How to set up a GAA club in Europe in 20 simple steps

If you have the desire to setup a club, its not actually that difficult. Reading 100 page PDFs on guides and rules or regulations may not help though, especially in the early days!

So, where should you start. Well we thought it would help to put it into 20 straight forward and helpful (hopefully!) steps.

GAA-football-and-hurlSo lets go!:

  1. Decide on a Club Name
  2. Find a suitable pitch.
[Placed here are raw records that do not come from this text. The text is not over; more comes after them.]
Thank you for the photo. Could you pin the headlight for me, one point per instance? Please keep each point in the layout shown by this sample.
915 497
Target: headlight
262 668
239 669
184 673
Due to the need for uprights on the goals, Rugby clubs are usually a great place to start. Irelands love of Rugby coupled with the attitude of respect, community and physical requirements of the games make them a great fit and they compliment each other in various other ways with cross sharing of players and being able to combine events. Then set a date and time for training. Paying for things is usually the hard part in this. to begin with, most people will be happy to chip in a few euros for an hour or two of training. Until you are happy that it will workout this is the only real way forward (unless you get a REALLY generous rugby club who let you use facilities for free…for a while!)
  3. Contact the development officer asap – [email protected] — the officer will be able to help!
  4. Contact your nearest GAA club for support (it could be in another country, but dont let that stop you!)
  5. Review the rules of the game (they can change every year!) to make sure you are up to date. This video is a good refresher but its out of date already! -https://www.youtube.com/watch?v=vSOe-USZzok
  6. To begin with you can use a normal football but they are light and not the proper ball for the game. If you have a club not to far away then you may get a loan of a few “Size 5” Gaa footballs to get you started.
  7. Use social media, mainly Facebook (create a PAGE for your club!), and local newspapers to your advantage. Its a cheap and effective way to spread the word. Gathering local newspapers email addresses is simple and they will be happy to include sports and cultural material regularly, so long as you send it!
  8. If you have a rugby club pitch then its a great start, if not, you can jerry rig uprights to a set of Soccer goals with 10 foot of guttering combined with 10 foot of white tubing. The gutting can “wrap” around the goal posts with cheap tape to hold them in position. This is in no way ideal but its relatively inexpensive (approximately 50 euros) but difficult to transport! Otherwise, it has been know to stick to floor brushes on there and go with it!
  9. Get to training….(remember the GAA includes both men and ladies, juvenile and kids! Start a team!)
  10. Practice the basics, run the drills. Do them again. STOP. Discuss the drill and tactic. Run them again. STOP. Change the drills and tactics. Make it FUN! (some great ideas on drills can be found here.)
  11. Play a match, but make it FUN!
  12. The GAA is more than a game, its a community and it takes time for this to grow (remember there is hurling, handball, rounders and camogie as well!)
  13. Once you are established then its time to deal with the administration side. This is important to the foundation of the club, will make it offical and will give the club a solid basis. Yes, it can be boring, but do not underestimate its importance!
  14. Checkout the Europe GAA website and specifically the documents page.
  15. The ECB is the governing body for the GAA in Europe and will be happy to help you!
  16. Fill in this form – Register the club.
  17. The next step – Affiliation application
  18. The final step – Grant application
  19. From there you will gain access to Servasport and then get your offical GAA email accounts for your club. (These are REALLY important and will allow you to communicate with all the clubs and officers easily as well as make your club eligible to join in tournaments, cups or leagues.
  20. Join your local league or tournament and win it, but most of all, have fun!